Since then, the JPO has issued registrations for a number of other color-centric marks – from Sumitomo Mitsui Financial Group’s dual greens to the color scheme of Mitsubishi Pencil’s maroon “UNI” pencil, complete with a black band. As Osaka-based trademark attorney Masaki Mikami recently noted, all of the color marks that have been registered by the JPO to date consist of more than two colors, with the national trademark body refusing to register a single color as a trademark as of now. 

With that in mind, Louboutin has not the first company to face pushback over its quest for a single color mark. The trademark application that Hitachi Construction Machinery filed in 2015 for a specific color orange for use on “hydraulic excavators, wheel loaders, road loaders, loaders, and dump trucks” was rejected by the JPO – and ultimately, the IP High Court – which found that the color has not acquired distinctiveness as a source indicator of Hitachi’s hydraulic excavators. 

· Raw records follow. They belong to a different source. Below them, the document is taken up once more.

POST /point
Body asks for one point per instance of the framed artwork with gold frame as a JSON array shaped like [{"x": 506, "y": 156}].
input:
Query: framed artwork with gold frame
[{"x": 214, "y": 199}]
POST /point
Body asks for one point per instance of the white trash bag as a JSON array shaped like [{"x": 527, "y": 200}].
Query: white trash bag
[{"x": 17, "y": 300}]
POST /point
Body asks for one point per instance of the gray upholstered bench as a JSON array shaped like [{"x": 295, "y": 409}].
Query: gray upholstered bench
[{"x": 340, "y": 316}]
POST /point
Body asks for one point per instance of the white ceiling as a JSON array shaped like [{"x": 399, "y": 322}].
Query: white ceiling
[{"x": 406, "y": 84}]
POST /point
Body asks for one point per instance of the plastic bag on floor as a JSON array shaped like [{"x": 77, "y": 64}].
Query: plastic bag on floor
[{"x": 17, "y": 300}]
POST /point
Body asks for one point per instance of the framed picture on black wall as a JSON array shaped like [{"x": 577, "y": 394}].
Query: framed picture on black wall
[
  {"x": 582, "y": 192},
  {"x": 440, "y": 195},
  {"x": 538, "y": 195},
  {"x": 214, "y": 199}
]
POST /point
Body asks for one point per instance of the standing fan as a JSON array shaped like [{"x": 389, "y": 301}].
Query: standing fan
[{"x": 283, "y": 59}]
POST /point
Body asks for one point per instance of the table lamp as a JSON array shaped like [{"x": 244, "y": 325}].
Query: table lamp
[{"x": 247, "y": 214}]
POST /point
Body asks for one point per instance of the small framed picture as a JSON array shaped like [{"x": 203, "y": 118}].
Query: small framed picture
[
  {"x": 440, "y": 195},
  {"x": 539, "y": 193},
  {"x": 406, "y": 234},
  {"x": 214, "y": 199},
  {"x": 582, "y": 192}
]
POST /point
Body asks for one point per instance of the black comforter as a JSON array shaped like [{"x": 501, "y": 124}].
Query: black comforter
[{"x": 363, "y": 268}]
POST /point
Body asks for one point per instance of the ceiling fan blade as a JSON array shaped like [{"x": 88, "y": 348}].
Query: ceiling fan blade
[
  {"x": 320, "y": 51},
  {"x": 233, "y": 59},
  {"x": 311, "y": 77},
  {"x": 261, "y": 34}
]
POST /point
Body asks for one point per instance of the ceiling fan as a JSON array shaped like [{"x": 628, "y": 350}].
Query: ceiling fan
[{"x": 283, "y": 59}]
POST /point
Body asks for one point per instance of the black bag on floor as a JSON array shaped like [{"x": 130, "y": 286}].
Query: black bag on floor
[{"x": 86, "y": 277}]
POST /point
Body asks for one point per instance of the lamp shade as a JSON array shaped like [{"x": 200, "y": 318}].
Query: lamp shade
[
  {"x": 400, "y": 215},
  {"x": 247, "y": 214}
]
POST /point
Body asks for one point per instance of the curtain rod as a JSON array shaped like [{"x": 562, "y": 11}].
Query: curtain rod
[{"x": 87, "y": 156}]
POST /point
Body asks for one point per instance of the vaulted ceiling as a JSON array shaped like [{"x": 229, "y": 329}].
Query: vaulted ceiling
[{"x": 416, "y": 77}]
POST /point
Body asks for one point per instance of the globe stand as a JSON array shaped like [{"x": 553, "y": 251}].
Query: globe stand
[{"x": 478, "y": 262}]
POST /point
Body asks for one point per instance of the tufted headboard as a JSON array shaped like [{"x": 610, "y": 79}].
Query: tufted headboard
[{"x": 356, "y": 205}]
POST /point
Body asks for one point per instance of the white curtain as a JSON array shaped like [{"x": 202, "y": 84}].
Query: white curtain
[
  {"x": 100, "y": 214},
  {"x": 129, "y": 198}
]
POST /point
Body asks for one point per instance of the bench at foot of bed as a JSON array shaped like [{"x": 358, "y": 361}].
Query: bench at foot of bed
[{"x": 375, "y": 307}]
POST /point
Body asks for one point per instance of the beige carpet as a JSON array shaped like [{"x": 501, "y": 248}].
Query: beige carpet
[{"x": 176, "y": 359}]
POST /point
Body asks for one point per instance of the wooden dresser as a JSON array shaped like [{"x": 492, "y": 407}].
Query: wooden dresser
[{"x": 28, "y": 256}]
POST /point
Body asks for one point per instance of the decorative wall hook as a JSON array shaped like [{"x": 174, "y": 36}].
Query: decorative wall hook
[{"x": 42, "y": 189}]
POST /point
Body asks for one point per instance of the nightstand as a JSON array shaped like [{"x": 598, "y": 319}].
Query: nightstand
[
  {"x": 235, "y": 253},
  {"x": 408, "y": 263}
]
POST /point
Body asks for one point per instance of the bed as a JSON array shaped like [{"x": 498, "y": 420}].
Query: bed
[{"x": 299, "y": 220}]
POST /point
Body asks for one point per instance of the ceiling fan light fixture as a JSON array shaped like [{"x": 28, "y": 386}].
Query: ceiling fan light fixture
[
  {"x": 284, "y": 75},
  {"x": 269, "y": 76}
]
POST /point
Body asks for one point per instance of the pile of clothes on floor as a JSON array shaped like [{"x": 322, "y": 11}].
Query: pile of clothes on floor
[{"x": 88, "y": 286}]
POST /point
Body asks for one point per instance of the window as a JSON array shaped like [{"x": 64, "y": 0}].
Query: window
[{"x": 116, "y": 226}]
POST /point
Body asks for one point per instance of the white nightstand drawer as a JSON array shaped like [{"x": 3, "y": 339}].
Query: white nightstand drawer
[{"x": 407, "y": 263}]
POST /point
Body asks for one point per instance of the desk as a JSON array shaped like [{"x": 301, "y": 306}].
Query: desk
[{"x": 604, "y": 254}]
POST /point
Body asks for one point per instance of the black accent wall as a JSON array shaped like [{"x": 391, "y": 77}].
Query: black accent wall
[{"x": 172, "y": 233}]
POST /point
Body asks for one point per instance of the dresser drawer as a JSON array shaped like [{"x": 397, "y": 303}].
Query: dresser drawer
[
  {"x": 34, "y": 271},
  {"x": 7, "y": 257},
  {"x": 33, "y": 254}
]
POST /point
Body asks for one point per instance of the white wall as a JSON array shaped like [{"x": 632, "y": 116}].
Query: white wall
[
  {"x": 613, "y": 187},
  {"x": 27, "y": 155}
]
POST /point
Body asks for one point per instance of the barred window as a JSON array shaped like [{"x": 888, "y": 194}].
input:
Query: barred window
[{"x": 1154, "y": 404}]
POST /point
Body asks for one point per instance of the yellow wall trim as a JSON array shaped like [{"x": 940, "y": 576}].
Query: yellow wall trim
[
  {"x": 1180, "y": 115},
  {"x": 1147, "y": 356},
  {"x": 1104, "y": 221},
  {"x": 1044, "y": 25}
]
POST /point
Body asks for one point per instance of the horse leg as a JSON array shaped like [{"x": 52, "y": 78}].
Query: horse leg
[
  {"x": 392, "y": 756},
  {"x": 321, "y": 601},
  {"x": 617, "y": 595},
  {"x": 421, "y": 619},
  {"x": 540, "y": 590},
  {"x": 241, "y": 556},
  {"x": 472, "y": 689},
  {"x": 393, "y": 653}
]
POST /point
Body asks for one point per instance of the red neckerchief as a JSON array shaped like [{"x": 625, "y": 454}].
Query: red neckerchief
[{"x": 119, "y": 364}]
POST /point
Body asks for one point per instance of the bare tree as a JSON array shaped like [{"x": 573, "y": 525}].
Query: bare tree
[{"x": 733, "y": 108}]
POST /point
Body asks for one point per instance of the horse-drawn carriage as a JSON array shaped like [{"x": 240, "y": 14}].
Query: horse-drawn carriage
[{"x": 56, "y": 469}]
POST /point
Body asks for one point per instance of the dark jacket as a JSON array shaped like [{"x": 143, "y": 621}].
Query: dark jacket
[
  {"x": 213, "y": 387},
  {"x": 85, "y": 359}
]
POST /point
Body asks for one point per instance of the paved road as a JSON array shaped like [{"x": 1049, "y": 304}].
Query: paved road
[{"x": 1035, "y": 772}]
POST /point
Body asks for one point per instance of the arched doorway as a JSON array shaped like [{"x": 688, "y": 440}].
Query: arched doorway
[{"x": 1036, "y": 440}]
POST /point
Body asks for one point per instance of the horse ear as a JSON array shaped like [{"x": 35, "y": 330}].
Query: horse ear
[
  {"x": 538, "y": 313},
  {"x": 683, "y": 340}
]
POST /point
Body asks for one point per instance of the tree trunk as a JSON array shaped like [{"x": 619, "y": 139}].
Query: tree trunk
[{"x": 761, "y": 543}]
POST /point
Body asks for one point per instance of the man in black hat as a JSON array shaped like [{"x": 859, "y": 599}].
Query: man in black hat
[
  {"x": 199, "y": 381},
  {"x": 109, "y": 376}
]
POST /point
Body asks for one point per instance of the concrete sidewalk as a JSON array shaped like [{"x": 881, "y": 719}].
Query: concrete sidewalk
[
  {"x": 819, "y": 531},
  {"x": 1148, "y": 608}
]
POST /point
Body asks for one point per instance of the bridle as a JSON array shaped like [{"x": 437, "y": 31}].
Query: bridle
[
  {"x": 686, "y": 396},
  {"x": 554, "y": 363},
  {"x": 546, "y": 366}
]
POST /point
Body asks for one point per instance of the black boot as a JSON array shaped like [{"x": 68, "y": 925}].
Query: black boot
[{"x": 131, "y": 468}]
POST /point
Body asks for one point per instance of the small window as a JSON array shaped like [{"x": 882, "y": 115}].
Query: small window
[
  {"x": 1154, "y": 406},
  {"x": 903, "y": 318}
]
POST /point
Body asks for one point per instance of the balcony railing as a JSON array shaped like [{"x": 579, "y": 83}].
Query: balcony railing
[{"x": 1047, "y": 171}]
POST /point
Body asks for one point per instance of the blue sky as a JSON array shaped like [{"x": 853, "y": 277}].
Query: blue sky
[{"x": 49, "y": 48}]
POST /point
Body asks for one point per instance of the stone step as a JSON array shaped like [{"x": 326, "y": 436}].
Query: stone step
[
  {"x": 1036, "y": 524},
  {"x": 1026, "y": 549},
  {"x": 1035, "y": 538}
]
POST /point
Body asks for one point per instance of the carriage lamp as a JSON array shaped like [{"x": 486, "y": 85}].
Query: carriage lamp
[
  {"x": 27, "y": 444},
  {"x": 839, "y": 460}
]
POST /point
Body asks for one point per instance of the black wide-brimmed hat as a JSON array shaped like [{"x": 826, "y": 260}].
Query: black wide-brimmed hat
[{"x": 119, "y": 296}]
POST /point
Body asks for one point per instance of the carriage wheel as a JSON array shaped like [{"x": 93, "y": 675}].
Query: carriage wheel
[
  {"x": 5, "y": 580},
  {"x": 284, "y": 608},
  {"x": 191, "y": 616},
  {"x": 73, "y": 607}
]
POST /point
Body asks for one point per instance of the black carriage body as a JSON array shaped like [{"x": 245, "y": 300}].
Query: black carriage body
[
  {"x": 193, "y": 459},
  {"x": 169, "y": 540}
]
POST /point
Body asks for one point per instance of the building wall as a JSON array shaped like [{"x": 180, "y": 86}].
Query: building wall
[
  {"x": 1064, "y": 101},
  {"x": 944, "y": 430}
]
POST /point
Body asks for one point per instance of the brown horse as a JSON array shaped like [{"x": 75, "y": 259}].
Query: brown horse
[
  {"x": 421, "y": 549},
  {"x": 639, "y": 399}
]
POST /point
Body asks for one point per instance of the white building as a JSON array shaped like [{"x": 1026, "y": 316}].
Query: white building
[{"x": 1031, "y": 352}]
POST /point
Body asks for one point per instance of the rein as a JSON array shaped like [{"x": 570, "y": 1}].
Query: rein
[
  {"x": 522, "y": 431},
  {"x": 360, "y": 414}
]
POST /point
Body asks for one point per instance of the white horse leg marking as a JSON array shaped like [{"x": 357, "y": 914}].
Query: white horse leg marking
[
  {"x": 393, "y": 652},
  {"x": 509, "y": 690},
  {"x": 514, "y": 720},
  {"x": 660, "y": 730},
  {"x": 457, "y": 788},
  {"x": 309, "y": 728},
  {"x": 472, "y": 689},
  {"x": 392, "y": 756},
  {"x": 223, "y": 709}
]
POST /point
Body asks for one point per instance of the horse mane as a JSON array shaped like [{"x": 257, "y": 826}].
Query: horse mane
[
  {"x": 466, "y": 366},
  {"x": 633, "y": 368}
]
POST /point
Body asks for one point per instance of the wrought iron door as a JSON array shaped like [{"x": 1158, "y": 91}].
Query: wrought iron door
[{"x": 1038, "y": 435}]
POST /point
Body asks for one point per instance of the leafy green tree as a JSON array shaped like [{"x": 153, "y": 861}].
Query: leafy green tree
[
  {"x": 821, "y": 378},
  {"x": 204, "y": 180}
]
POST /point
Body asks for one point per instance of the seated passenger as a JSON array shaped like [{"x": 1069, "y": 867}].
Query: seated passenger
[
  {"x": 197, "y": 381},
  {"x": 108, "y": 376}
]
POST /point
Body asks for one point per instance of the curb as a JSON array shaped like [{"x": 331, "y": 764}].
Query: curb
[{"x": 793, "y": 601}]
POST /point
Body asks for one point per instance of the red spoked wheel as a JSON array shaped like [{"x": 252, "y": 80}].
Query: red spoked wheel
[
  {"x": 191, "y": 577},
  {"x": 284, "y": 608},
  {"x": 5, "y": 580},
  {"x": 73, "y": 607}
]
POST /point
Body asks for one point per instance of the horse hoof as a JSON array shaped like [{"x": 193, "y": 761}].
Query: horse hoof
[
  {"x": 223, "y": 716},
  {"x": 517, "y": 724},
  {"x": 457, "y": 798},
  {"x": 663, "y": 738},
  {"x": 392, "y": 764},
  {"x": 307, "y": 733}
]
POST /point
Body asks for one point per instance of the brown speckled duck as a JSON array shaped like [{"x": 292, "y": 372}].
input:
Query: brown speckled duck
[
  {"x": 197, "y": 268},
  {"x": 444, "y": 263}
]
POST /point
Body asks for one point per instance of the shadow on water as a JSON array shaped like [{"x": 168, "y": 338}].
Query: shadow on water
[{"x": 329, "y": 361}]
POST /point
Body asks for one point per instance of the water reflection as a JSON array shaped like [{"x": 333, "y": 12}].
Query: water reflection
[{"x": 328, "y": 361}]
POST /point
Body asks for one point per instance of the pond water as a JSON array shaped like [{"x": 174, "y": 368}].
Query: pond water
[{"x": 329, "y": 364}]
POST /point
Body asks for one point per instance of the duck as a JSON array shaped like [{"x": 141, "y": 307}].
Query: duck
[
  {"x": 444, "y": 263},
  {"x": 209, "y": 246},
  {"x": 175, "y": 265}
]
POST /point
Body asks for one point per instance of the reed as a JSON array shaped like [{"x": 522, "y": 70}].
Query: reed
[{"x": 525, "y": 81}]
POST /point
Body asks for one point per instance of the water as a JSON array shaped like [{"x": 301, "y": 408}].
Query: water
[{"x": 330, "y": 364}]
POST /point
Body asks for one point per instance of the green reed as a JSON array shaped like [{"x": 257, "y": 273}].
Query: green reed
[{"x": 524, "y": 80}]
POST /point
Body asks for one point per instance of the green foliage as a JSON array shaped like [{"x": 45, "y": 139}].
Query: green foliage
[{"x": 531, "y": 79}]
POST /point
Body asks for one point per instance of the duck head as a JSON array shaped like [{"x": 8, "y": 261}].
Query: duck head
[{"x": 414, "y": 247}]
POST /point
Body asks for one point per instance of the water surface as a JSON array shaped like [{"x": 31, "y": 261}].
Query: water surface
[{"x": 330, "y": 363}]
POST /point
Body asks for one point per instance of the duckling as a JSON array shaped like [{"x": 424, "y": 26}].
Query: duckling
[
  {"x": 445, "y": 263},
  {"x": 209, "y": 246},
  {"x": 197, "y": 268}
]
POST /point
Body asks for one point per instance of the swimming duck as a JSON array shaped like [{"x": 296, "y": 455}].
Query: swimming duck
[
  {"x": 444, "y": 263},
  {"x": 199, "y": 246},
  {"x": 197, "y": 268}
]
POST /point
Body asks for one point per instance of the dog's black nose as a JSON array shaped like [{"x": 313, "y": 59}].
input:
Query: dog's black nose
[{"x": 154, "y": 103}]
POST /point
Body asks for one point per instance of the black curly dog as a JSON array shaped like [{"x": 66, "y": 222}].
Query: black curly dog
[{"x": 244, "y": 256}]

Similarly, in furtherance of the larger trend in rejections of color marks on the basis that they “lack of distinctiveness and [the applicants fails] to demonstrate acquired distinctiveness,” an application filed by Hermès for a three-color combination mark for use in classes 14 (jewelry), 18 (leather goods), and 25 (clothing) was rejected by the JPO.  

Hermès has since been granted registrations for the same Red (Pantone 2028C), yellow/orange (Pantone 1235C) and blue (Pantone 295 C) mark for use on those same types of goods in the U.S., France, Australia, the Philippines, and with the World Intellectual Property, with such different outcomes potentially serving as a demonstration of what Mikami calls the “significantly high hurdle to clear” when it comes to color marks in Japan. 

A further indication of the difficulty with which brands have had in amassing color-specific registration in Japan? The strikingly slim success rate for color applications. Mikami notes that as of November 15, 2020, 543 applications for color marks were filed with the JPO. As for the number of those applications that have resulted in registration: a mere eight, which makes for a 1.5 percent “success rate.” 

Ultimately, Mikami tells TFL that this trend, which has seen the eight existing color registrations issued exclusively to large companies, may “imply that the JPO considers color marks to be unavailable for registration without enormous investment” by the filing party, which means that “smaller companies and startups cannot take advantage of color marks as a branding tool at all, contrary to other traditional and non-traditional trademarks, e.g. name, shape, logo (design), position, motion.”

Maybe Louboutin will be one of the outliers, although, it seems unlikely.